We are sedated by a myth: Work hard and succeed, independently, without the need to rely on any other except yourself. Be self-efficient. If you’re not, you fail. Jump through every hoop as you navigate the American Dream and at best you may achieve a precarious status and material lifestyle stance. The exceptional stories of fame and fortune are just that, exceptions. Power and resource control tend to stay at the top, where any trickle of resources is captured and cycled back through the stratosphere of affluence. We are weakened through our fracture, disassociating from our bodies and feelings in order to survive, competing for our share, unaware of our need to connect, our need to be seen by one another, to be touched, loved, to relate. Underneath the distractions of manufactured urgency, we wonder what’s wrong. What is this emptiness inside? Why is everything stale? Does this life have meaning?

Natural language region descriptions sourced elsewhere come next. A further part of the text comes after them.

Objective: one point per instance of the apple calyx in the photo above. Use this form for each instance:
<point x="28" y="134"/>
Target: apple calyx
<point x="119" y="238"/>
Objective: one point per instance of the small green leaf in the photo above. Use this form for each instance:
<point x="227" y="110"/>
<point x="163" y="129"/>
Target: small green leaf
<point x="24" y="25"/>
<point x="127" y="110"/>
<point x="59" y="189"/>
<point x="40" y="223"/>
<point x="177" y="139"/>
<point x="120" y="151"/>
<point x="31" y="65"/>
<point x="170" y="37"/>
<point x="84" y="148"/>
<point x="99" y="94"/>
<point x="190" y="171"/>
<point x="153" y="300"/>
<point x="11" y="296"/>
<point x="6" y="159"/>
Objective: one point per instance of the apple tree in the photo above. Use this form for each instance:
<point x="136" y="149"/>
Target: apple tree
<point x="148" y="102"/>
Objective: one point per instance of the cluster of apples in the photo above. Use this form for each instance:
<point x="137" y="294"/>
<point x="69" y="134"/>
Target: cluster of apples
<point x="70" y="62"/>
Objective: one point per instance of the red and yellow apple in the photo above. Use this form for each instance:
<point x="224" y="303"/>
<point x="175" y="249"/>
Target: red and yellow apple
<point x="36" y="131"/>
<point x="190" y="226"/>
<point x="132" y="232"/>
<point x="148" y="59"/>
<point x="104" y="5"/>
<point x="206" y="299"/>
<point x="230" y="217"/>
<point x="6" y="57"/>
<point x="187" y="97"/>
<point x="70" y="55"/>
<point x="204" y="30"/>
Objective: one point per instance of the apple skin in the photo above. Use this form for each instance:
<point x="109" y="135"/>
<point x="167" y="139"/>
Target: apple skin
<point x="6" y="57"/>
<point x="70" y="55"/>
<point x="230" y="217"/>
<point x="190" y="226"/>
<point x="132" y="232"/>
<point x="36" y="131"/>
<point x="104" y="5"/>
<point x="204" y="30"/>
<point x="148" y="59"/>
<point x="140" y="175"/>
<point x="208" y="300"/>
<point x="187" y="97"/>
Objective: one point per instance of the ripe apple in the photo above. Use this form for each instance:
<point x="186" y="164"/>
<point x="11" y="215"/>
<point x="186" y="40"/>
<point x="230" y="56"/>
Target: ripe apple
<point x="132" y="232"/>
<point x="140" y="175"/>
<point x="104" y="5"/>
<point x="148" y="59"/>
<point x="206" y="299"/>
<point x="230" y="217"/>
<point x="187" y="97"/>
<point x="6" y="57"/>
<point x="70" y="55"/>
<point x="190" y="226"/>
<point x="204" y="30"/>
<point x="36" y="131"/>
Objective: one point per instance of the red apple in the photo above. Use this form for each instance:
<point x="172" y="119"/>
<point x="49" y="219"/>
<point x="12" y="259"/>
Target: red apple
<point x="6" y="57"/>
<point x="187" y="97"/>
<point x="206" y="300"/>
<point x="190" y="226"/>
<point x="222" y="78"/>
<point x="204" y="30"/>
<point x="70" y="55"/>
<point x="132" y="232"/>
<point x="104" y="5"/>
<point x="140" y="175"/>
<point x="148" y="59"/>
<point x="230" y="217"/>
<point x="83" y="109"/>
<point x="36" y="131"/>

We joke about the existential void with internet memes and cynical wit. Yet the void within serves a purpose for the maintenance of a capitalistic and unjust culture of consumption. The traumas we are imprinted with throughout childhood are unhealed, leaving an emptiness to be exploited by advertising and social pressures of unattainable ideals with little meaningful value. Biologically and energetically connected creatures caught in the attention trap of mass psychology and the marketing that it progenates, we are sold ideas of identities when we in fact do not take the opportunity to become aware of our true selves and desires. We remain open to the lure of addictions, reaching further outside of ourselves to fill the hungry void within. Our relationships are superficial and produced through online presence and curated images. We create an avatar to buffer against the pain of our internal trauma and fear of vulnerability. We are sold a false story of self-reliance devoid of true relating. After all, if we are deeply relating, we are whole, for we exist in relationships.

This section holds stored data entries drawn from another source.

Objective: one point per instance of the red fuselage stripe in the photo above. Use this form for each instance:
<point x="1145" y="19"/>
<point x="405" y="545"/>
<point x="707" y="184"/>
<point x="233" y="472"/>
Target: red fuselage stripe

Perhaps the anxiety we collectively experience is simply a response to a clearly overwhelming situation. Maybe this is our biology functioning at an optimal level, and it is our societal structures that are pathological and in need of healing. We disassociate from the self in order to cope. The work to design a sustainable existence is the responsibility of all humanity. The rules of nature are clearly here for us to see. If there is a universal law, it is found in the parameters of living systems – system parameters we’ve designed our economies and societies outside of, unsustainably. Through studying the parameters that create life, we can design our own selves and systems in intelligent ways. This requires a fundamental shift in how our motivations and values are constructed. The design of better systems and technologies begins with the integrity of our relationships and the wholeness of the self.


We exist in relationship. We heal in relationship. Through the work of integrated self-knowing and embodied relating, we live in our center. In this knowing and interdependence, we move from the core of ourselves to connect instead of going outside of ourselves to fill the void a lack of self leaves behind. It is now that the technology of the future is being born. We are both the womb and the midwife. We are the system creating life itself. We are in the midst of the revolution; The mechanisms of change are the very habits and ways we design our lives.